T-Mobile US beat expectations on customer additions for the second quarter of 2022 and has raised its expectations for the year in a number of areas, continuing a strong showing while AT&T and Verizon pull back on their guidance.
T-Mo landed postpaid net customer additions of 1.7 million, its best-ever Q2 number, according to the company’s second-quarter report. Postpaid phone net adds were 723,000, and T-Mo didn’t miss the chance to point out that its postpaid phone churn of 0.8% was lower than Verizon’s for the first time ever. In addition, the company brought on 560,000 net new home internet customers.
However, $1.9 billion in expenses including merger-related costs, wireline impairment costs and several hundred million dollars related to a data breach settlement meant that profits took a hit, and the carrier reported a net loss of $108 million for the quarter.
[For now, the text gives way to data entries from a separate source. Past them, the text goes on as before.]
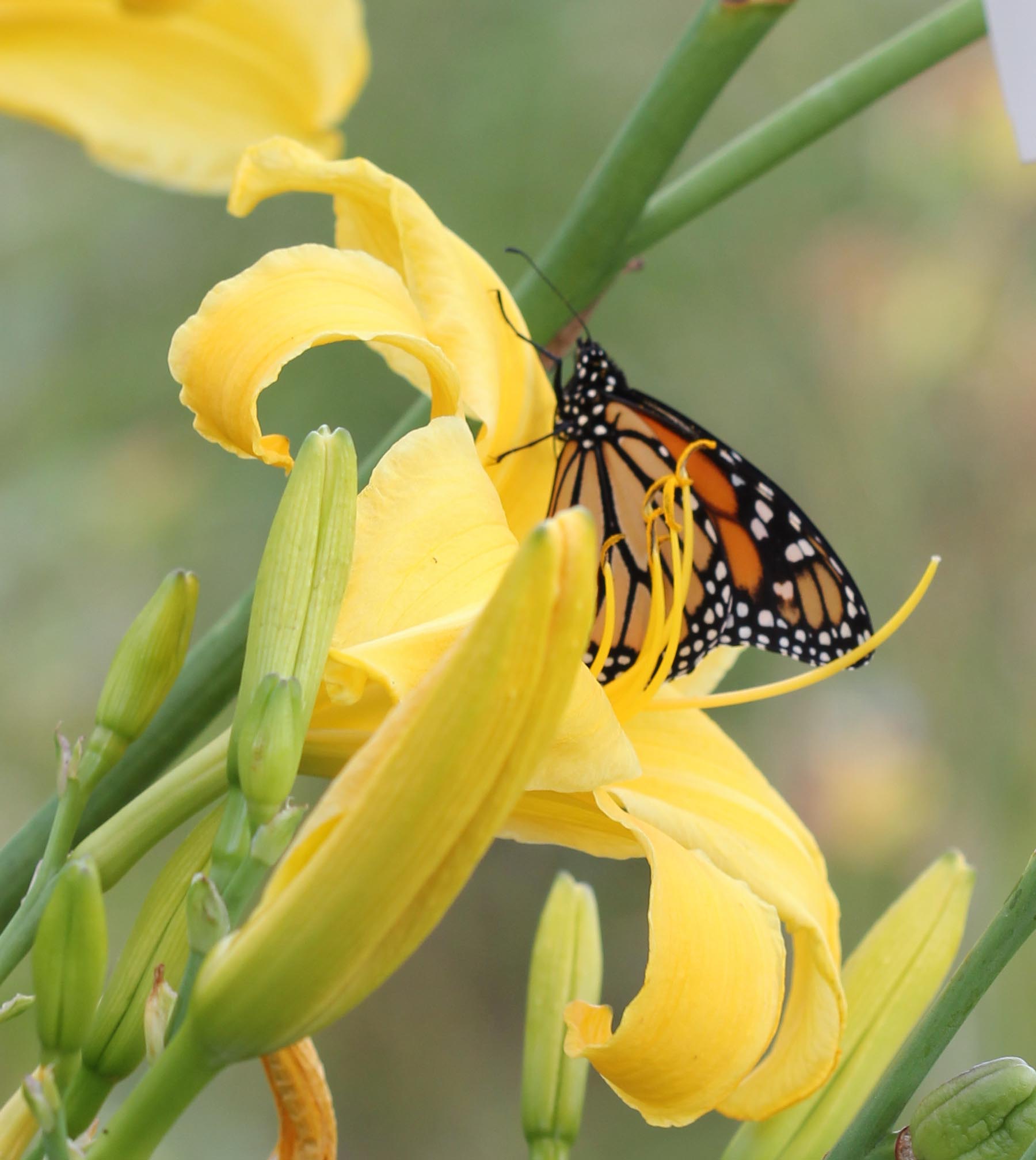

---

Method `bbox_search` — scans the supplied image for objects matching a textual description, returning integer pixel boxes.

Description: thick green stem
[0,589,252,925]
[0,397,428,930]
[529,1139,571,1160]
[622,0,986,255]
[75,729,230,890]
[90,1026,219,1160]
[517,0,788,339]
[0,732,228,983]
[828,855,1036,1160]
Despite the drop in profits, investors sent the operator’s shares up around 4% in midday trading.
While Verizon has lowered its revenue outlook and AT&T pulled back on its expectations for cash flow due to higher than expected costs, T-Mobile raised its guidance on a number of its anticipated figures for the full year, including postpaid customer net additions and merger-related synergies. T-Mobile US increased its guidance on postpaid net customer additions for the year from 5.3-5.8 million to 6.0-6.3 million. It also raised its expectations on merger synergies, saying that it expects to achieve between $5.4-$5.6 billion in synergies this year rather than its previous target of $5.2-$5.4 billion. In terms of network integration, the carrier said that as of the end of the second quarter, it has finished nearly two-thirds of the 35,000 sites that it has targeted for decommissioning, and that it will “substantially complete” its site decommissioning work by the end of the third quarter.
In addition, the company raised its expected figures on purchases of property and equipment for its 5G build-out, saying that it plans to spend $13.5 billion to $13.7 billion (up from $13.2 to $13.5 billion).
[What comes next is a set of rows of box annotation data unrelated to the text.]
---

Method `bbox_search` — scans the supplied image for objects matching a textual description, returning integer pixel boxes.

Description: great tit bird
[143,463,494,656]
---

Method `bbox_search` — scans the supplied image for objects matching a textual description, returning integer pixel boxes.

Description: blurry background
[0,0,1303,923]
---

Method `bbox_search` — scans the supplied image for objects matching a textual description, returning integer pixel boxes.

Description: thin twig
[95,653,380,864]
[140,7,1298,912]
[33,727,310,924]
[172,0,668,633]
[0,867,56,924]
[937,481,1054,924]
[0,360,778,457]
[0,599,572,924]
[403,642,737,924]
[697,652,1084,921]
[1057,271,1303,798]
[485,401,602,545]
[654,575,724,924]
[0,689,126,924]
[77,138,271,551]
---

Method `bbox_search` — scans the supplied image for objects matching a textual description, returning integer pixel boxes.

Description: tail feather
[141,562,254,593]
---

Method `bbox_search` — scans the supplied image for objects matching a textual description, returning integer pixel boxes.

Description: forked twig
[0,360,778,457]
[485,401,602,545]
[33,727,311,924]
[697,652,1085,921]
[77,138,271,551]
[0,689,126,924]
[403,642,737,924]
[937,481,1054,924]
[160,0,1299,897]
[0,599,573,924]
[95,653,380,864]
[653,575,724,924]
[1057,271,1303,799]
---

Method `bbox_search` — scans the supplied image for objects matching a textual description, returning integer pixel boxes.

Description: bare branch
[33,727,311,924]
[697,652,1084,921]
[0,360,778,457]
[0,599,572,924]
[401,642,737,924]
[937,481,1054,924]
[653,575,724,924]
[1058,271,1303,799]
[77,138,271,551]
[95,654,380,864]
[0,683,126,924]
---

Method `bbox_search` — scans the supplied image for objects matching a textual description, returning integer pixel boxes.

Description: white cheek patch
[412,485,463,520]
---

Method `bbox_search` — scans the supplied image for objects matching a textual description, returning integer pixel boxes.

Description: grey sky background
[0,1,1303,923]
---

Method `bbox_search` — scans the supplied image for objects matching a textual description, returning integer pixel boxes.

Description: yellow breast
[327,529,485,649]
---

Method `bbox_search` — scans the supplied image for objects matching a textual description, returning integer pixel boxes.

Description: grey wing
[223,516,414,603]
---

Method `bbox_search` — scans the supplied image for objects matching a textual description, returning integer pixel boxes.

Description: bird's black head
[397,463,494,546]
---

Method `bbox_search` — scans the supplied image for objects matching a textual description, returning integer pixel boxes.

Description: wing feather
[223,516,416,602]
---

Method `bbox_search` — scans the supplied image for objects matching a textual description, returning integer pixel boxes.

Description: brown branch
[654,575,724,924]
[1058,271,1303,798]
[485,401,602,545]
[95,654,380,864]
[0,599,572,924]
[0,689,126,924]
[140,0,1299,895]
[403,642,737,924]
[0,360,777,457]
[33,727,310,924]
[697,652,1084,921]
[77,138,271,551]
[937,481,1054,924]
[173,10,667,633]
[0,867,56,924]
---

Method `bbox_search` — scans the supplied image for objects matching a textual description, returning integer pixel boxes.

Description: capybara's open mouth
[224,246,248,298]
The company saw a significant uptick in its prepaid customer base, reporting net adds of 146,000 for the quarter — up from 76,000 in the year-ago period and 62,000 in the first quarter — which T-Mo attributed to a combination of lower churn, higher gross adds and the introduction of a prepaid high-speed home internet service.
T-Mobile US said that half of its postpaid subscriber base is using a 5G phone, and 5G accounts for 55% of its overall network traffic.
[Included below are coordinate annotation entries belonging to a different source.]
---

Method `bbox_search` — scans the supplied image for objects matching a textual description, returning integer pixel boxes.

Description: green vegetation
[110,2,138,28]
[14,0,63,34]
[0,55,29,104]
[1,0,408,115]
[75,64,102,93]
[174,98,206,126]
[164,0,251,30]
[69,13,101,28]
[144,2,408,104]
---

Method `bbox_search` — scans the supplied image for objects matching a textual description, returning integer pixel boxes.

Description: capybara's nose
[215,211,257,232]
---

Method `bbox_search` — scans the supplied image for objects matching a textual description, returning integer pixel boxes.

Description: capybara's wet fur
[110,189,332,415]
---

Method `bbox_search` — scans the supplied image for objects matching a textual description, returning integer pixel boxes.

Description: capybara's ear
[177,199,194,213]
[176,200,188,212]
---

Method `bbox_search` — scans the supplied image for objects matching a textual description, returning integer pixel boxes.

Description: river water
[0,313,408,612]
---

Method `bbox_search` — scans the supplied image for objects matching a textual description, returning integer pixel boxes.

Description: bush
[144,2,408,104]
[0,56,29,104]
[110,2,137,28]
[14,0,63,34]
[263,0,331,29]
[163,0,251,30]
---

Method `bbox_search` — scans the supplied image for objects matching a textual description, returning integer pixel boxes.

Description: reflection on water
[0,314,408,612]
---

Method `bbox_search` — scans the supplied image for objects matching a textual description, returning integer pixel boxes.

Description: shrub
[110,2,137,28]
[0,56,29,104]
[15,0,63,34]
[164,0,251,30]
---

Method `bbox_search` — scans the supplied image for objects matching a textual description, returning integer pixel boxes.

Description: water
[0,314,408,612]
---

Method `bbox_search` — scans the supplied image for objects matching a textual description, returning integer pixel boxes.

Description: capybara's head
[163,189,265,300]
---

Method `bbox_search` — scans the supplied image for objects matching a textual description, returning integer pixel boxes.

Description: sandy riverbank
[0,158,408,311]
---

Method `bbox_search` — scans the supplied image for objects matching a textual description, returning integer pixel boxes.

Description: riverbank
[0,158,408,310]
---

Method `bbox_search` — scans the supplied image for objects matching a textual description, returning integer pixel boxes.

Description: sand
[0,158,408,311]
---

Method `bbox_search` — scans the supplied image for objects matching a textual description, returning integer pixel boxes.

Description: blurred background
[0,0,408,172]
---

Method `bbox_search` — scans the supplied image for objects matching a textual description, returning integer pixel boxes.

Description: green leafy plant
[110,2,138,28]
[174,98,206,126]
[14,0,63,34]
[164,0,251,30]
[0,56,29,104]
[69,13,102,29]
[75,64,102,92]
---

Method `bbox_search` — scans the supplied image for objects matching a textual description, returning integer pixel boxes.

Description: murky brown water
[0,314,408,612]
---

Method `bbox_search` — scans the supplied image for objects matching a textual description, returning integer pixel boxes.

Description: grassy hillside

President of Technology Neville Ray said on the quarterly call with analysts that, based on the company’s original estimates that the Sprint merger would allow it to build out 14x the capacity of a standalone T-Mobile, the company is at about the halfway point of that capacity build-out.
Both AT&T and Verizon, on their respective second-quarter calls, reported that they were seeing increases in unpaid customer bills due to inflation and other economic pressures. T-Mobile US execs said that while the operator is watching the overall economic environment carefully, based on their observations, the second quarter of this year is likely to be the high water mark in terms of bad debt for this year.